2. Vanderbilt is not good at football.
The first of those two reasons was more surprising to me than the second. Almost exactly one month ago I expressed the following sentiment regarding Vanderbilt’s “rise” and the Commodores 2011 season:
Little value can be derived from Vandy’s six wins in 2011. Elon plays little league, and Ole Miss, UConn, Army, Kentucky and Wake Forest combined to go 21-40. Only 11 of those 21 wins came against BCS Conference opponents.
Vanderbilt’s momentum – if wan can call it that – seems to stem from “close” games in 2011. The Commodores played Georgia close (33-28), hung around Arkansas (31-28), pushed Florida (26-21), took Tennessee to overtime (27-21) and lost by one score in their Bowl (a 31-24 loss to Cincinnati). Can Vanderbilt actually win those games this season? I don’t think so. Vanderbilt caught Georgia sleeping, played very “down” Florida and Tennessee programs and caught Arkansas looking ahead to an upcoming game against South Carolina.
Now, to be clear: I’m not making excuses for Georgia’s performance (or anyone else’s for that matter) against Vanderbilt in 2011. Vandy was ready, Georgia was not and the Commodore nearly capitalized. The problem for Vandy moving into 2012 is the fact that they did scare so many teams. Georgia, Florida and Tennessee won’t be caught sleeping again and other teams on the Vanderbilt schedule have undoubtedly taken notice.

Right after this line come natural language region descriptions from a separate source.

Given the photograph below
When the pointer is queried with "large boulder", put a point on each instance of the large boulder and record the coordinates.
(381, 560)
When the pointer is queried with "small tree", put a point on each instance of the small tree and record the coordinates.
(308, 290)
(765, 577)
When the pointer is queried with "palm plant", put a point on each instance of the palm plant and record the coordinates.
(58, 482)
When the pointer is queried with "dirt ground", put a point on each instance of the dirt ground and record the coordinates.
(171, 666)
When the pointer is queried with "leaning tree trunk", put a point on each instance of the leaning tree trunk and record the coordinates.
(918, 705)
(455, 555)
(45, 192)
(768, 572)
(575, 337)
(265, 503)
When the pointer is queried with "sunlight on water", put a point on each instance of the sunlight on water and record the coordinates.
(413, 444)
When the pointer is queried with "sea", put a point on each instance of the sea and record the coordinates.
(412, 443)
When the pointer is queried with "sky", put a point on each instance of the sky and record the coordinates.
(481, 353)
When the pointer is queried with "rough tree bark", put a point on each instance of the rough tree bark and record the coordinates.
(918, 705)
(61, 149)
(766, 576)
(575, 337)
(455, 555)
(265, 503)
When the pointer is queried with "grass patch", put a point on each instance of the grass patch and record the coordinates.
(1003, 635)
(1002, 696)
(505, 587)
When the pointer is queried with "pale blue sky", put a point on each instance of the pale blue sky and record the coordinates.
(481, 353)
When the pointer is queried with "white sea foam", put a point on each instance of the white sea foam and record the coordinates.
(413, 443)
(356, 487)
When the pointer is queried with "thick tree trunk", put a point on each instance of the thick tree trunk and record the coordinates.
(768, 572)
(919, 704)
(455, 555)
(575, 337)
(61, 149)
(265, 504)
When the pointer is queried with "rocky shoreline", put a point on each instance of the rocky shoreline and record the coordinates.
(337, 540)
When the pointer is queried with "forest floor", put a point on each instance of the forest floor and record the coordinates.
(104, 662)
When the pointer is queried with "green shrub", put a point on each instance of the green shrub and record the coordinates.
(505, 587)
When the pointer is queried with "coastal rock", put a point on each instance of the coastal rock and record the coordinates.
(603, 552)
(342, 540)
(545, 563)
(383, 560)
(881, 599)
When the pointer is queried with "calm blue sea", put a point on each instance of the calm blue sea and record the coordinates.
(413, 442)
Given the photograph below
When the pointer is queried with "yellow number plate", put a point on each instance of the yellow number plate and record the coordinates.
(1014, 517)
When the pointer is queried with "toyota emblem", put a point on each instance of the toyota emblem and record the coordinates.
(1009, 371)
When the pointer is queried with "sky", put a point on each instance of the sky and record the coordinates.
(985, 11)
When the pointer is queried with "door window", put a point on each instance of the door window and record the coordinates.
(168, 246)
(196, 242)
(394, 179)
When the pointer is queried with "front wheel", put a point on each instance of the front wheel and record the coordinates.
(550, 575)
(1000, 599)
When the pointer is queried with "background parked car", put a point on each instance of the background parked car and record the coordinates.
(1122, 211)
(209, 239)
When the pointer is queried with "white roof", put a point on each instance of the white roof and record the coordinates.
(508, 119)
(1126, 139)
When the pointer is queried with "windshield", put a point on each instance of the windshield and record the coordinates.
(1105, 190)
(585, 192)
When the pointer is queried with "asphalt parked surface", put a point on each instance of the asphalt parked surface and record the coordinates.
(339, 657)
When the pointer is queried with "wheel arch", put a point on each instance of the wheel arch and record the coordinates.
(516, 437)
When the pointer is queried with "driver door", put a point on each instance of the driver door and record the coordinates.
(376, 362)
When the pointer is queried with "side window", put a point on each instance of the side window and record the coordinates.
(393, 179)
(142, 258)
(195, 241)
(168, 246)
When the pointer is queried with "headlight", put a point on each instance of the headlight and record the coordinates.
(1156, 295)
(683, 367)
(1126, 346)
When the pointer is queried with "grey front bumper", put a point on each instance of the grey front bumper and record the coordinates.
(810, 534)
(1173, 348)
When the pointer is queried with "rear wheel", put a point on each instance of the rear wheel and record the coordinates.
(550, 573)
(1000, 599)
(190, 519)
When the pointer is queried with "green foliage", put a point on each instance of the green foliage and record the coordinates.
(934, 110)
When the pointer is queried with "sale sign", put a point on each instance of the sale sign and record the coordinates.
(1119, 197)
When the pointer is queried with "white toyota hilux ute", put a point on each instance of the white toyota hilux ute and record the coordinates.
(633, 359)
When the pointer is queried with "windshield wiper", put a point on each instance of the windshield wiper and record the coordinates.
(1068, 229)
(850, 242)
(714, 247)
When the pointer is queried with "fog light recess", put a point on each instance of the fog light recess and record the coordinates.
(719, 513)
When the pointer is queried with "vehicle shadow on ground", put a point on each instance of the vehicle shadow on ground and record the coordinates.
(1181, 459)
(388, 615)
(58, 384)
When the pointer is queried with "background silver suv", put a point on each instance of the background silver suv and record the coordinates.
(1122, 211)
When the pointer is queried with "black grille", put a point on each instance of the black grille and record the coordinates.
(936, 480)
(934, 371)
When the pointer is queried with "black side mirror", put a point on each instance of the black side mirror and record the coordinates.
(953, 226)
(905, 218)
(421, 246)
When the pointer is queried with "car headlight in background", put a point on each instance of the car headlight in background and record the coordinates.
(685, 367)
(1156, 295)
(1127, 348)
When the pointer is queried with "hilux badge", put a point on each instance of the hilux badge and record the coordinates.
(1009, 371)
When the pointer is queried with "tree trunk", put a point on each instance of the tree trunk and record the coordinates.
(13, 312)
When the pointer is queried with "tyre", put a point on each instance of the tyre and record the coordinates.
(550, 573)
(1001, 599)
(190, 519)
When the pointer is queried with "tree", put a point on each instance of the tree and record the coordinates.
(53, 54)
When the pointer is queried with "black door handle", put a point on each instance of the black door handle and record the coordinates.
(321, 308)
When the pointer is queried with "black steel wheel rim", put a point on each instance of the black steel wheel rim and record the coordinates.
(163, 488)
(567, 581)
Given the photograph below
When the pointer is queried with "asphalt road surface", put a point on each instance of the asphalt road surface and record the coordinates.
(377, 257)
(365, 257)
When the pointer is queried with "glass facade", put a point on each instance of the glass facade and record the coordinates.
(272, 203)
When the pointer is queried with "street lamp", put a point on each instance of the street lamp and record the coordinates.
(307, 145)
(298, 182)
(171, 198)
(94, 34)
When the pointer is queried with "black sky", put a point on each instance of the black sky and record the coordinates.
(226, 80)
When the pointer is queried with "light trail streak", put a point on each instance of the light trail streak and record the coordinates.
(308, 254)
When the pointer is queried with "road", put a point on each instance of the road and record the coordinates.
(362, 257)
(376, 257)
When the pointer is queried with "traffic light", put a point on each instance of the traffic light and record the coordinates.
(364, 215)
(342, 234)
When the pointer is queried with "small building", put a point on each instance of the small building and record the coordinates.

I stand by that notion 100%. Vanderbilt’s 2011 campaign was more a culmination of lack of respect and preparation for Vandy than it was actual improvement. Furthermore, Vanderbilt’s close game with South Carolina to open the season was more a reflection of the Gamecocks’ continued struggles against middling programs and lack of offensive answers than it was of a truly talented Vanderbilt team. Because, the truth of the matter is that no truly talented Vanderbilt team exists. And, I don’t think that Franklin will ever build one. I’m not sure that anyone will ever build one.
James “Benjamin” Franklin ticked a lot of folks off last year and in doing so mirrored the “Sheldon Richardson Effect.” When Missouri’s Richardson ran his mouth about “Old Man Football” it put a tangible meaning onto a game that had no back-story, no bad blood and no real value in and of itself. Georgia’s close call with Vandy last year might have served as a wake-up call for the Bulldogs, but the Franklin/Grantham scuffle added to it. And what did the Commodores get? Arguably the most complete game the Georgia Bulldogs have played in the last five years.
Aaron Murray hit on his first 12 passes. Marlon Brown went over 100 yards. Nine Bulldogs caught passes. Todd Gurley ran for over 100 yards again. Keith Marshal had a 52 yard TD run. Georgia racked up 567 yards of offense and had 27 first downs to Vanderbilt’s 15. Six Vanderbilt drives produced fewer than 10 yards. None of them resulted in TDs.
If the Bulldogs (who get All-American candidates Bacarri Rambo and Alec Ogletree back this week) can continue to play with such focus then reaching the Dome for a second consecutive year might not be a problem. Vanderbilt, meanwhile, must figure out a way to start surprising folks again. The Commodores don’t stand much a chance against teams that prepare.
I said on Friday that I thought if both teams played their “A” games then Georgia would win by 21+. I can’t say that Vandy played their “A” game, but did they really play an “F” game? If so, what is their grading scale? Is the gap between their “A” and their “F” 24 points? At what grade do they score touchdowns? I have so many questions for the nerds of the SEC.